Launching Recovery on an M1 Mac: Booting and control in 11.4

Having looked at how an M1 Mac boots into macOS yesterday, today it’s the turn of its unique Recovery system. Unlike Recovery and its related modes on Intel Macs, which include some UEFI apps, Apple has completely redesigned the recovery environment, which is kept in its own container (partition) on the internal SSD. The end result is far more consistent, coherent and capable.

As I explained a couple of days ago, there are only two ways for a user to boot an M1 Mac into a Recovery mode: press and hold the Power button for the normal mode, or press twice and hold the Power button for fallback recovery mode instead, when it’s available.

Pressing the Power button starts what appears to be a normal boot process, with the Boot ROM handing over to the first stage LLB to start firmware signature validation. At some early stage, though, the LLB has to determine which of the two recovery modes has been called, according to the pattern of presses on the Power button.

In all normal circumstances, the Power button will simply have been pressed and held, which calls for 1 True Recovery (1TR). To achieve that, LLB validates LocalPolicy for recoveryOS. As that can’t be downgraded below Full Security, that should be straightforward. It also locks a flag in the Boot Progress Register to indicate that this is a user-initiated launch of recoveryOS.

LLB then hands over to a custom iBoot (stage 2) which performs validations and loads a fixed set of firmware, kernel extensions, and the device tree. There’s no scope for recoveryOS to load third-party kernel extensions, of course, as it’s running in Full Security mode. Finally, recoveryOS is loaded and run, with one key setting: because of the flag set in the Boot Progress Register, both Startup Security Utility and bputil are enabled, and shouldn’t return errors.

When the double-press and hold action with the Power button has been used instead, a similar boot process ensues, with two important differences. First, LLB doesn’t lock the flag in the Boot Progress Register, so that when Fallback Recovery (frOS) has loaded, any attempt to use Startup Security Utility or bputil will fail. The other difference is that the current recoveryOS isn’t loaded, but the recoveryOS from the previous macOS installation, if that’s available. For example, when Fallback Recovery succeeds on a Mac running 11.4, it’s likely to load and run the preserved recoveryOS from macOS 11.3.1. That could be quite different in some respects from the current recovery, which is always used otherwise.

These two boot sequences are shown in the diagram below.

M1bootRecovery11

The third recovery mode is more complex and less understood at present. That occurs not when the user calls for it with the Power button, but when Apple software calls for recoveryOS. This is less clear, as it’s almost undocumented, and in 11.4 at least appears to be made available through a new private framework. It’s thus unclear whether it’s likely to be macOS, LLB or iBoot which calls for a visit to recoveryOS, and its entry point could be the Boot ROM rather than LLB.

This shouldn’t normally present you with the regular front page of the recovery system, showing disks and the Options icon, but will normally launch one of the tools from within recoveryOS so you can fix a problem that has occurred. The way in which recoveryOS is booted is the same as that initiated by the user, but because the user may not be physically present, no flag is locked in the Boot Progress Register, and any attempt to use Startup Security Utility or bputil will fail. Otherwise recoveryOS (not frOS) is loaded and the requested tool launched.

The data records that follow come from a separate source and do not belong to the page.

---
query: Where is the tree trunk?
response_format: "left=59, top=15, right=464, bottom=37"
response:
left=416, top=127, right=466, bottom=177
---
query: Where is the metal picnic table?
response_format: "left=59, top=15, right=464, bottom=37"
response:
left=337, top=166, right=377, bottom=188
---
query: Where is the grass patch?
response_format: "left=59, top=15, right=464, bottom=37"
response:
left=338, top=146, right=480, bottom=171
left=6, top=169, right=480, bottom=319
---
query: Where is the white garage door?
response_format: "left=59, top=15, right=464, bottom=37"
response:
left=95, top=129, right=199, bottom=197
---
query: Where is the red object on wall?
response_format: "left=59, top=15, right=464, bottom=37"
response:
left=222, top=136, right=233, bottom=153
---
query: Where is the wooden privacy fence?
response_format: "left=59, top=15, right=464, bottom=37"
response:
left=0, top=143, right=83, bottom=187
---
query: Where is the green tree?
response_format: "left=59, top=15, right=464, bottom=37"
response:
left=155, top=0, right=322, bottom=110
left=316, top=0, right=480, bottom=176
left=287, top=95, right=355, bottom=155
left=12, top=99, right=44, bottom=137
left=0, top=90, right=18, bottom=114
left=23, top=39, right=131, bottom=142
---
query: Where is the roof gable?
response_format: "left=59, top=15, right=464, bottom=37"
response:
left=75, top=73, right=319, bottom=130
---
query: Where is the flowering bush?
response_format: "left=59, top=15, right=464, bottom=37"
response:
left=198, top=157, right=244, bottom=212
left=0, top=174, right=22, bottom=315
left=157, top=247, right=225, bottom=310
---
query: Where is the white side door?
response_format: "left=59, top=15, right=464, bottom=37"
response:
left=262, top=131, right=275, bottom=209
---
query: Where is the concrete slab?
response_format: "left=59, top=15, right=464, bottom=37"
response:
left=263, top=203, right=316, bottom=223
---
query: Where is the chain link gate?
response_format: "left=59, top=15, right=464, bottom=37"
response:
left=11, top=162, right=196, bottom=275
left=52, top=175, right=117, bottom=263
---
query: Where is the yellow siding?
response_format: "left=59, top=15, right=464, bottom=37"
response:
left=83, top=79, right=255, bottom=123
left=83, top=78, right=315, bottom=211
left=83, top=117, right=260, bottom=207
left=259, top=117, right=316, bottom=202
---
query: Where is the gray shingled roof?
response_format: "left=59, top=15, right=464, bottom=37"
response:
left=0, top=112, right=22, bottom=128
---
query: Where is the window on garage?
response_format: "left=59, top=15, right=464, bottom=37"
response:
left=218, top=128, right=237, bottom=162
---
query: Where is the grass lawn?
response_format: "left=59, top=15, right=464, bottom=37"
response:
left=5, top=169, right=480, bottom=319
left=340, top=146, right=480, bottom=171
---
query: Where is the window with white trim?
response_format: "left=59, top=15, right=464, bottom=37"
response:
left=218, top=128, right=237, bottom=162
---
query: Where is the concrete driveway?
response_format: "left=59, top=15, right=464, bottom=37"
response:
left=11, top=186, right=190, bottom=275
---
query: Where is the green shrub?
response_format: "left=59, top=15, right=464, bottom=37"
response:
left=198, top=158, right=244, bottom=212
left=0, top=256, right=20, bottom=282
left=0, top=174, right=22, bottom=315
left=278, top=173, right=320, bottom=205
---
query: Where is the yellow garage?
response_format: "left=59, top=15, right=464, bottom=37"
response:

There is one possible exception to that rule: according to man bputil, it should be possible to set a bootable volume group to Full or Reduced Security using bputil when recoveryOS has been launched from software, as well as in 1TR. I haven’t confirmed that in 11.4.

An example of this is Recovery Assistant, which may appear when you try to restart from your Mac’s internal SSD when it has been booted from an external disk. After the startup chime, instead of booting into macOS from the internal disk, the Mac starts up in software-launched recoveryOS. This first prompts the user to select a known user (of the internal SSD) that you know the password for. Selecting the user and clicking the Next button then displays an authentication dialog for the password.

When that’s been entered, there’s a long pause before the app announces that authentication succeeded and offers a button to Restart the Mac using the internal SSD. When you do so, the Mac restarts, sounds a second startup chime, and should then boot macOS as expected.

This Recovery Assistant app offers a limited range of features: its Apple menu contains commands to set the Startup Disk, Restart and Shut Down. The app’s menu offers an About window, and to Erase Mac. In macOS 11.4, the version number given is 1.0 (132.4), with a copyright of 2019!

For those still in doubt over the existence of software-launched recoveryOS, it is mentioned in man bputil.

Finally, however recoveryOS is launched, it has a rich range of apps available when you can get at them. These include Recovery Assistants, macOS Update Assistant, Time Machine System Restore, Disk Utility, Terminal, and the current version of Safari. Users can also run their own tools, although I don’t think that they can be installed in recoveryOS as such, but can be run from other accessible volumes.

I am grateful to Pico for pointing out a typo in the first version of the diagram, and for other corrections to my mistakes.